Cover the following:
1. **High-level architecture**
- Separate **data plane** (serving reads/writes of blobs) vs **control/metadata plane** (namespaces, object locations, versions, ACLs).
- Key services/components you would expect (frontends, metadata service, storage nodes, background repair, monitoring).
2. **Metadata vs data relationship**
- What metadata is stored (object ID, size, checksums, replication state, versioning, location pointers).
- How metadata points to data chunks/segments and how you avoid metadata becoming a bottleneck.
3. **Replication model**
- Choose a replication approach (e.g., primary/secondary, quorum replication, chain replication, erasure coding) and justify it.
- Define durability and availability goals (e.g., tolerate N failures) and what “commit” means.
4. **Write path and read path**
- Step-by-step request flow for a PUT/WRITE and GET/READ.
- When you acknowledge a write to the client.
- Caching and hot-object optimizations (optional).
5. **Trade-offs**
- How you balance **durability vs performance** (sync vs async replication, quorum size, batching).

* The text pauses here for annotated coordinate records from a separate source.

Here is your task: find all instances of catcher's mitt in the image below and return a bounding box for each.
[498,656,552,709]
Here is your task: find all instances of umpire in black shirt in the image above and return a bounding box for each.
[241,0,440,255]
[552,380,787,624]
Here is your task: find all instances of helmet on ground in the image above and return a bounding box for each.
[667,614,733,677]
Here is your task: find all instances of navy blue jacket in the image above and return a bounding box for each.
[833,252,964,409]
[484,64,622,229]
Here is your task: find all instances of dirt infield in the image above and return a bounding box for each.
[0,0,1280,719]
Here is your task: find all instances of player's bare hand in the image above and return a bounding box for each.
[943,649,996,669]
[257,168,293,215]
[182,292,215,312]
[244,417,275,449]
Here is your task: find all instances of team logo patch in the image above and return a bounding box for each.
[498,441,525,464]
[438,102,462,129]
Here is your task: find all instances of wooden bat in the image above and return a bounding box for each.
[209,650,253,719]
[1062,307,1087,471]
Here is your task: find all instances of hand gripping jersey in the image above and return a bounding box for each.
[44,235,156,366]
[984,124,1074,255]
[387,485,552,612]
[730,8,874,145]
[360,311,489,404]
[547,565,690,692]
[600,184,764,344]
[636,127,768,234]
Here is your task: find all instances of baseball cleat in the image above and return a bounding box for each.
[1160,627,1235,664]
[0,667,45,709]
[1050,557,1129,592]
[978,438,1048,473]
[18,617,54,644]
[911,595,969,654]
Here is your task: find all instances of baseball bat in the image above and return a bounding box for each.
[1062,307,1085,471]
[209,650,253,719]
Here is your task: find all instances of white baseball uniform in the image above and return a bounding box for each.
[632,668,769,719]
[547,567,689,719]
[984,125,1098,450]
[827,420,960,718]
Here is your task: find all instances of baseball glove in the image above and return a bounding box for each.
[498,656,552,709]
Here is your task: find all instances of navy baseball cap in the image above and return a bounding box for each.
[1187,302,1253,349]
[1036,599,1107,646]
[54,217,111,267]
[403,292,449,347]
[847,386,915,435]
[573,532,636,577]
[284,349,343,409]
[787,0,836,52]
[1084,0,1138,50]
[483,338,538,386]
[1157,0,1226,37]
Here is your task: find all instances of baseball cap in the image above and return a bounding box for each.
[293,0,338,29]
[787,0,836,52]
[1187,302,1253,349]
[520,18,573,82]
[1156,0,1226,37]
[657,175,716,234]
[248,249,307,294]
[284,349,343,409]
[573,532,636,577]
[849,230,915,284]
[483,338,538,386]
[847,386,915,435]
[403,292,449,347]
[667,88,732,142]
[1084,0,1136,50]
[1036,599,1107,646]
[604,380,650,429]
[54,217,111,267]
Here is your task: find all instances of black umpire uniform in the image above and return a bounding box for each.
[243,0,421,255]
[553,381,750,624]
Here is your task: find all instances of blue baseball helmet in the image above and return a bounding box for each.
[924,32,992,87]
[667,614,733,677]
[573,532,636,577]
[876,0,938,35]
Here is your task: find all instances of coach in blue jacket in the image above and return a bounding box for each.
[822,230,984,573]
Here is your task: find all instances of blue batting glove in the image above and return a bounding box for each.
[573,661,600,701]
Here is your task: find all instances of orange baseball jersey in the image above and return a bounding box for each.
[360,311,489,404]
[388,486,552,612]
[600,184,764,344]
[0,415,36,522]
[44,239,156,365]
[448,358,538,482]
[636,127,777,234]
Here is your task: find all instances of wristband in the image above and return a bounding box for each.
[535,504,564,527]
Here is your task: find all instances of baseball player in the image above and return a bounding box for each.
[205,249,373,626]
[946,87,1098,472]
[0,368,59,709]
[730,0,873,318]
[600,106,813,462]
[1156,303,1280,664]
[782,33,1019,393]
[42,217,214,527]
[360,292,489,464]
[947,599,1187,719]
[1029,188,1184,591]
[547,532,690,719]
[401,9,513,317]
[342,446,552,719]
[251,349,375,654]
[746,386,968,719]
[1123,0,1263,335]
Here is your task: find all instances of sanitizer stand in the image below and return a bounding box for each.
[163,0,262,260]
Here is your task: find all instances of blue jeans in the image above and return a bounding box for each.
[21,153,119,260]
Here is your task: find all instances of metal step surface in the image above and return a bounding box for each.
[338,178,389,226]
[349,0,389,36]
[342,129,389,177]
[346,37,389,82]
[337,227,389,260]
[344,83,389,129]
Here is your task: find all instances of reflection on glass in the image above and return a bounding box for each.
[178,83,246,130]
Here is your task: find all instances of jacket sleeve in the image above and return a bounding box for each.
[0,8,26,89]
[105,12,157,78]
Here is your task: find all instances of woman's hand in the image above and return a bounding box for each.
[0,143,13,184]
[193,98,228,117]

- Consistency choices (strong/eventual) and how clients observe them.
6. **Failure handling and recovery**
- Node failure detection, re-replication/reconstruction, data scrubbing, and recovery workflow.
- What happens during partial failures (e.g., one replica slow, metadata unavailable).
Quick Answer: This question evaluates a candidate's system-design competency in distributed cloud storage, covering metadata/data separation, replication models, read/write paths, failure recovery, and operational trade-offs.